Нам предложили принять участие в ремонте важного объекта. Мартены выплавляли главную сталь. Однако сменные работяги выходили на пенсию в пятьдесят, а мы не имели такую льготу и всегда возражали против любой горячей точки.
– Поувольняли, – брякнул Пётр Иванович. – И худших, и лучших, и просто пьяниц.
Мастер держался посередине между нами и конторой. Он был излишне миролюбив, опасался протестов. Но я на этот раз промолчал. Другие ребята тоже виновато сверлили глазами землю.
– Вы, – информировал мастер, – пойдёте в насадку вместо третьей бригады – ночью. Так решило наше начальство. Если не будет своевременной стали, то не будет и денег для порядочной жизни.
– Этих самых бумажек, что ли, нигде не годных, кроме как в нашей столовке? – не выдержал я.
– Хотя бы и так.
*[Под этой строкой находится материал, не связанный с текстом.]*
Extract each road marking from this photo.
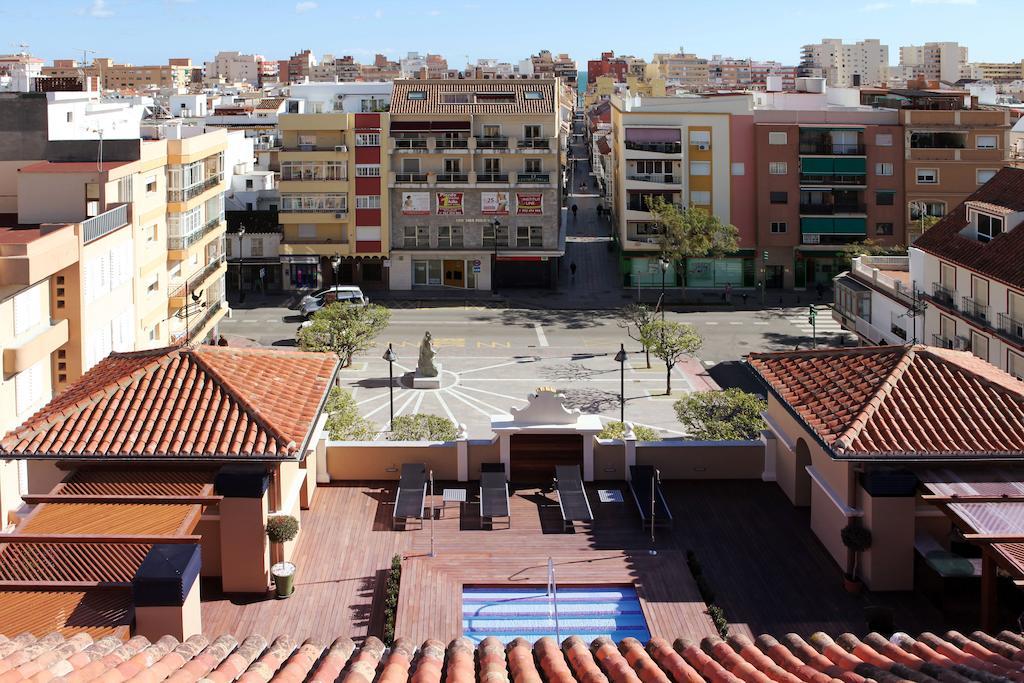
[534,323,548,346]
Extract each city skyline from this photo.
[0,0,1024,67]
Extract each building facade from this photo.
[387,79,564,290]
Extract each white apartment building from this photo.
[800,38,889,88]
[899,42,968,83]
[833,168,1024,380]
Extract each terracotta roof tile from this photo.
[0,346,337,458]
[749,346,1024,459]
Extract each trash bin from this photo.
[270,562,295,598]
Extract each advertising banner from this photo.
[480,193,509,216]
[437,193,463,216]
[401,193,430,216]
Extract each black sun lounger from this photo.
[555,465,594,529]
[480,467,512,528]
[630,465,672,528]
[393,463,427,526]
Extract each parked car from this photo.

Не бузи.
Тридцать две тысячи человек не знали честных и своевременных зарплат. Оптимизаторы производства хотели оставить на комбинате всего десять тысяч работников и планомерно давили на всех неугодных, капризных и беззащитных – не вписавшихся в рынок. Но в этот тяжёлый день объявили вакансии. Ночью в каждой бригаде появились новички. Текущий ремонт мартена необходимо было выполнить за неделю. В той части цеха, где проходила наша работа, висели сосульки – от грязи мутные, страшные. Они обволакивали фахверковые колонны, душили и гнули многочисленные рыхлые трубы, откуда постоянно сочилась вода.
Не хватало яркого света. Мигали тусклые лампочки. Гирлянды были подвешены за конструкции высоко, и казалось, что это – звёзды в небе, далёкие от нашего мира. Если проводка качалась, то, как зарницы, искрили проволочные скрутки.
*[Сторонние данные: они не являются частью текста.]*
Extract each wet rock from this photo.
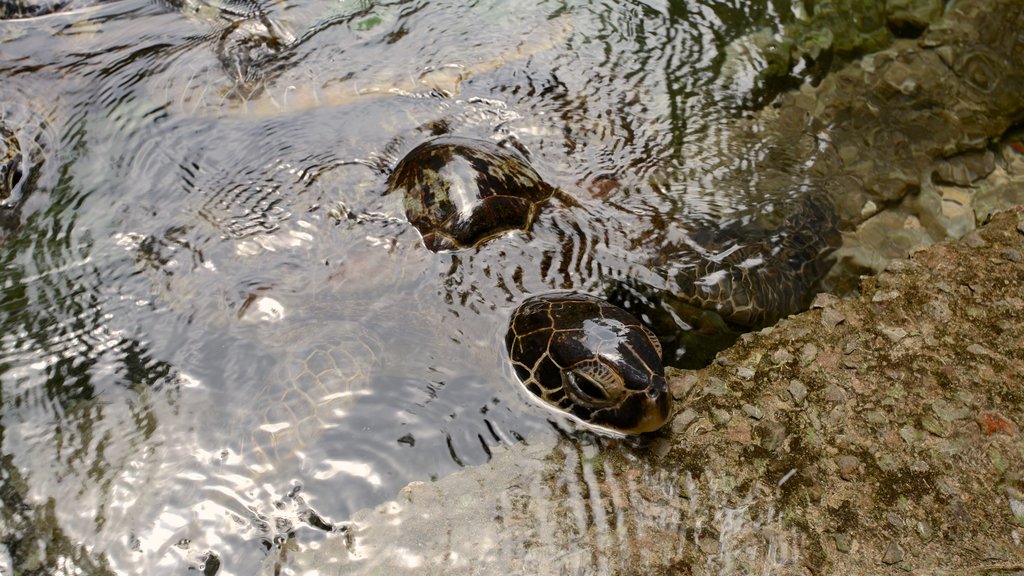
[741,404,765,420]
[921,414,951,438]
[736,366,757,380]
[672,408,697,435]
[771,348,793,364]
[800,342,818,366]
[836,533,853,553]
[967,343,992,356]
[899,424,920,446]
[882,542,905,565]
[963,230,988,248]
[821,308,846,329]
[755,421,785,452]
[786,380,807,406]
[811,292,842,310]
[836,455,860,482]
[879,326,906,342]
[978,412,1018,436]
[822,383,846,405]
[914,520,933,542]
[864,410,889,426]
[886,0,944,38]
[999,248,1024,262]
[934,150,995,187]
[711,408,732,426]
[665,368,699,401]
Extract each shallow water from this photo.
[0,0,815,574]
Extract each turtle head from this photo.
[506,294,672,434]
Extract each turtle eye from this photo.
[565,360,625,404]
[640,324,665,360]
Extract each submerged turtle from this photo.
[505,293,671,434]
[388,136,554,252]
[389,136,838,434]
[0,124,22,202]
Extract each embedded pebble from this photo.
[899,424,919,446]
[836,455,860,482]
[822,383,846,404]
[836,533,853,552]
[771,348,793,364]
[932,399,971,422]
[967,344,992,356]
[757,422,785,452]
[880,326,906,342]
[703,376,730,396]
[914,521,932,542]
[921,414,949,438]
[711,408,732,426]
[741,404,765,420]
[811,292,839,310]
[882,542,904,564]
[821,308,846,328]
[864,410,889,426]
[800,342,818,365]
[786,380,807,406]
[672,408,697,434]
[669,371,699,400]
[964,230,988,248]
[871,290,899,302]
[999,248,1024,262]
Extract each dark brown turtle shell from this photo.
[505,293,671,434]
[0,124,22,202]
[388,136,554,252]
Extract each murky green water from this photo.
[0,0,815,574]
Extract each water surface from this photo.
[0,0,811,574]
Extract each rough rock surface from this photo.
[769,0,1024,224]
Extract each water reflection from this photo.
[0,0,815,574]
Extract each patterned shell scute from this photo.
[253,323,383,466]
[505,293,671,434]
[388,136,554,252]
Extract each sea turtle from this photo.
[0,124,22,202]
[505,293,671,434]
[388,136,554,252]
[389,136,838,434]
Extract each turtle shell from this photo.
[0,124,22,202]
[388,136,554,252]
[505,293,671,434]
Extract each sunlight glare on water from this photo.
[0,0,815,574]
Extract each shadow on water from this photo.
[0,0,839,574]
Мы вскрыли насадку. Её колодцы были неприступные, пропечённые – вишнёвого цвета. Через каналы, где ещё недавно гулял огнище, тянуло горячим ветром. Витала чёрная пыль. Она обжигала лицо, оседала за воротник суконного костюма, жалила оголённую шею – впекалась в кожу. Когда насадку охлаждали водой из шланга, как в бане клубился горячий пар. Старые оплавившиеся камни мы валили ломами, разбивали кувалдами, грузили на транспортёрную ленту и отправляли в думпкары – как мусор. Потом опять поливали вишнёвые кирпичи. И снова была «парная». У ботинок подгорали подошвы, пахло резиной. Наши войлочные костюмы тончали и покрывались жжёными пятнами. Мы потели, пили горячий чай, минеральную воду.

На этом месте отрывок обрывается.